A best evidence topic in cardiac surgery was written according to a structured protocol. The question was to determine what preoperative, perioperative and postoperative factors influence the requirement for permanent pacemaker (PPM) implantation postisolated aortic valve replacement (AVR). Transcatheter aortic valve intervention was not included in this analysis. Using the reported search method outlined below, 705 papers were found. No randomised controlled trials, meta-analyses or registries were identified. Seven single-centre retrospective observational studies represent the best evidence on the subject. The author, journal, date and country of publication, level of evidence, patient group studied, study type, outcomes and results were tabulated.
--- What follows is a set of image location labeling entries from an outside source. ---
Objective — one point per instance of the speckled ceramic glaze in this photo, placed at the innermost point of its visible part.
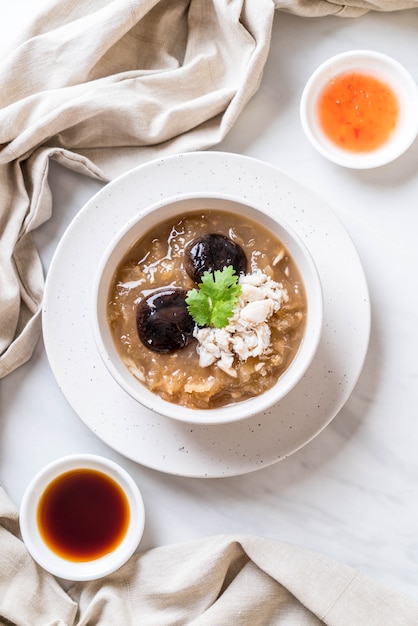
(205, 450)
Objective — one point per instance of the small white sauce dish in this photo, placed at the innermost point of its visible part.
(383, 68)
(181, 205)
(34, 538)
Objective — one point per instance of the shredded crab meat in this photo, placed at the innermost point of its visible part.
(247, 333)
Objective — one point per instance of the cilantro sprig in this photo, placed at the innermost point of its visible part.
(213, 303)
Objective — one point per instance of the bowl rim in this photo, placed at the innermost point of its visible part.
(406, 90)
(45, 556)
(232, 412)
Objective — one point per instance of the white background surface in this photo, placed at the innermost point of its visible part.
(352, 493)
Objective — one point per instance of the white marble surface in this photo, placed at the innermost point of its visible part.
(352, 493)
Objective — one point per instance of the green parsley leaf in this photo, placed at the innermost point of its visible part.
(213, 303)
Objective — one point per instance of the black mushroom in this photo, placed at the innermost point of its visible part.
(163, 321)
(213, 252)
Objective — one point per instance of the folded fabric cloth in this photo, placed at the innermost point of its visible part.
(100, 86)
(342, 8)
(220, 580)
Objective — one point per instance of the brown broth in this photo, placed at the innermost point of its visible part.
(83, 515)
(157, 261)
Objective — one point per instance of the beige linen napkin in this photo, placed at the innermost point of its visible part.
(215, 581)
(101, 86)
(342, 8)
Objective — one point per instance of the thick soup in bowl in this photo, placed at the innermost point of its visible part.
(208, 309)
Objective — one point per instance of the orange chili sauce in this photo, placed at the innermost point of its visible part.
(358, 112)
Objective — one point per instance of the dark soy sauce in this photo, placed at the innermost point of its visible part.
(83, 515)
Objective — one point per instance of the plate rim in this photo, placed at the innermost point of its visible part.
(177, 162)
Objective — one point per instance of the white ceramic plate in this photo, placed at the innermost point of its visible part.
(165, 444)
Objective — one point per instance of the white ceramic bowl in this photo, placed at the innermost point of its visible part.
(181, 205)
(45, 555)
(383, 68)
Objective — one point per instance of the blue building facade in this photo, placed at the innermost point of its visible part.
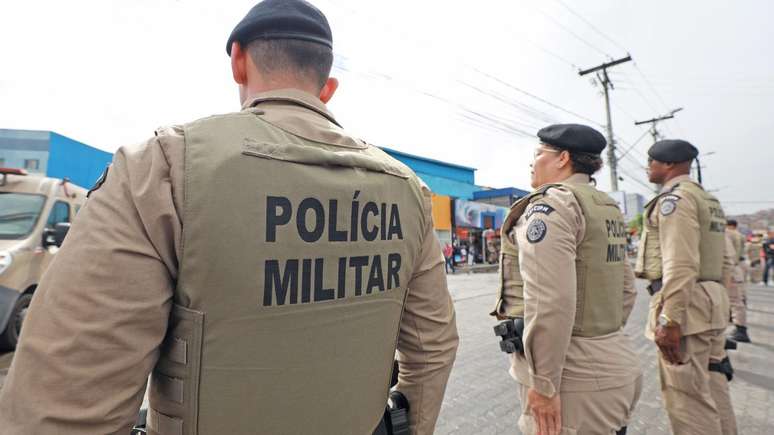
(441, 177)
(53, 155)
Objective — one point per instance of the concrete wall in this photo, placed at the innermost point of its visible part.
(16, 146)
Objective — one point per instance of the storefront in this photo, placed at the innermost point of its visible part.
(476, 229)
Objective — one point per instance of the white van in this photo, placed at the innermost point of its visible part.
(35, 215)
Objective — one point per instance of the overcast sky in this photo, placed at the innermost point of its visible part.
(464, 82)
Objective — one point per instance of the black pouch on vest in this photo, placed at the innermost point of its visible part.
(655, 286)
(723, 367)
(511, 331)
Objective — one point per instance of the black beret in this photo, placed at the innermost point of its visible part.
(282, 19)
(573, 137)
(673, 151)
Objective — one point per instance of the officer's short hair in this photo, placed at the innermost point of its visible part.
(585, 163)
(308, 60)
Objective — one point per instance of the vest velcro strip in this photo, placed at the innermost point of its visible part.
(176, 350)
(163, 424)
(170, 388)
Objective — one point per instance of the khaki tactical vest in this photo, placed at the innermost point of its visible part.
(599, 263)
(712, 225)
(295, 263)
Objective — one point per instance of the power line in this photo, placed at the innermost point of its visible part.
(544, 101)
(631, 147)
(563, 27)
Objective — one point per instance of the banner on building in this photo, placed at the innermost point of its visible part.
(441, 212)
(478, 215)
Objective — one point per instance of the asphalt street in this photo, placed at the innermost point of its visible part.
(481, 397)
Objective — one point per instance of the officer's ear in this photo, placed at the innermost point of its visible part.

The incidence of PPM implantation following AVR varied from 3.0% to 11.8% (mean 7.0%, median 7.2%). Current best available evidence suggests that baseline evidence of conducting system disease - first degree atrioventricular block (AVB), left anterior hemiblock, right bundle branch block (RBBB) or left bundle branch block (LBBB) is the most powerful independent predictor of PPM requirement following AVR. Other important predictors are surgery for aortic regurgitation, preoperative myocardial infarction and longer perioperative cardiopulmonary bypass time. No consistent postoperative factors were identified. The mean time to PPM implant postAVR ranged from 6 to 13 days in the four studies that reported it. Current European Society of Cardiology guidelines recommend a period of seven days of persistent AVB postsurgery prior to PPM implantation.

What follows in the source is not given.